|THE PAULA GORDON SHOW|
|What Money Can't Buy|
Mental illness is blind to worldly wealth. Millicent Monks, great-granddaughter of Thomas Carnegie (Andrew’s brother and business partner,) quietly shares her family’s stories of mental illness in her remarkable memoir Songs of three islands.
“The family never talked about being Carnegies -- it was not polite. It was like mental illness in those days, you just didn’t talk about it.
“And you don’t feel very rich when you’re living in a room all by yourself most of the time and nobody is around to talk to. Locking myself in my room every night. Fed nothing. Fearful I was going to find my mother sitting behind a curtain (with a knife) -- I had reason to fear that -- and fearful of the dark. It was a pretty terrible atmosphere to grow up in.”
Ms. Monks' “three islands” are metaphor as well as geography, starting with the disturbed matriarch who reigned over the family estate on Cumberland Island off the Coast of Georgia, which she associates with her powerful grandmother, Bertha Carnegie, and her mother.
“My mother kept very angry. Rage. Rage! Mother crawling-on-the-floor angry. Screaming at my sister. Refusing to let my friends see me, so I didn’t know how anybody else lived.
“I had no place to go. It was (World War II). My father was in Guinea and my brother was gone and there was nobody. No place. My (much older) sister left and just never came back.”
Having resisted any trace of “poor-little-rich-girl”, Ms. Monks wants no part of the “blame game”, having experienced first hand how devastating it is as the mother and grandmother of those afflicted with mental illness.
“First of all, they said our daughter was schizophrenic and it was my fault. There was a whole period when the mother of a schizophrenic was blamed for this terrible behavior your child is carrying on. Then the same with the borderline (personality) thing.
“Now I know it’s in the brain. That’s a huge relief -- that’s the most horrendous thing, to think that you might have harmed your child that way.”
Ms. Monks’ goal is to break the silence and encourage families of the mentally ill.
“When I started writing (Songs of three islands), I said ‘It is about mental illness and mothers and the women in my family.’ Some people would just turn away. They couldn’t deal with it, couldn’t talk about it. For others, especially mothers, the response was as if, ‘Omigod, I can actually talk about it?’ Some would say, ‘Can we have lunch?' It was horrendous the stories I heard, just terrible, but it was wonderful to be able to talk about it.”

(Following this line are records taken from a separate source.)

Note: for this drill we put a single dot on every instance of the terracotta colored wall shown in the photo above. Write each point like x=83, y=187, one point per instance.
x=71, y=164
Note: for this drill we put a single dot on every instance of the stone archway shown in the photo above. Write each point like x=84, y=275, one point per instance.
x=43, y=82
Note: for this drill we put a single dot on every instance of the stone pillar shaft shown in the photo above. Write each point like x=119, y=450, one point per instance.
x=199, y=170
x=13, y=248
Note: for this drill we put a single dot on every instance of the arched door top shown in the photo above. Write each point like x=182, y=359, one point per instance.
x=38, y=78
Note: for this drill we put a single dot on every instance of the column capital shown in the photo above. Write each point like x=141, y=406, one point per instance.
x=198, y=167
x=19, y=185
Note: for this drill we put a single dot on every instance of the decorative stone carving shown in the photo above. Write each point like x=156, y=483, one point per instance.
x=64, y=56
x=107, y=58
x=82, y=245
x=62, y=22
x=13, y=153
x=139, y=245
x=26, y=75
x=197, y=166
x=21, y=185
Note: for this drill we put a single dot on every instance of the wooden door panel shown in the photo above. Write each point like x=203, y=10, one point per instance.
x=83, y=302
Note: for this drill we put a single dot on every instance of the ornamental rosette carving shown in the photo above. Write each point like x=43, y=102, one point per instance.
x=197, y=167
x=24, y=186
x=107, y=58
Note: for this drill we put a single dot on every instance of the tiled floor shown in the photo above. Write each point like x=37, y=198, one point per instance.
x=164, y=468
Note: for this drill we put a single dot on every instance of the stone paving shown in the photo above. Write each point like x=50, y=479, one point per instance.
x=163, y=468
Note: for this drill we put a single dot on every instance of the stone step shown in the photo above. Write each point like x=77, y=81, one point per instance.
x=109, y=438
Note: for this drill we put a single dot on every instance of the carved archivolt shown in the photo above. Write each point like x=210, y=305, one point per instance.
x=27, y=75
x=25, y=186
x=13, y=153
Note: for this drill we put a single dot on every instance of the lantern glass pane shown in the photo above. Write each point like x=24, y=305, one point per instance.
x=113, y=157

[This Program was recorded July 17, 2008, in Cape Elizabeth, Maine, U.S.]
Songs of three islands: A memoir of motherhood and mental illness in an iconic American family is published by Infinite Ideas.
Alan Wallace's work on consciousness, meditation and happiness seem congruent with the benefits Ms. Monks has found from meditation.
Charles Raison's research with Tibetan meditation methods also seems relevant.
The world is genuinely enriched by Millie Monks having shared both the beauty and the pain in her life, difficult as it must have been for this quiet and private person to confront so squarely the dark side.
We are honored by the friendship we share with Millie and her wonderful husband, Bob.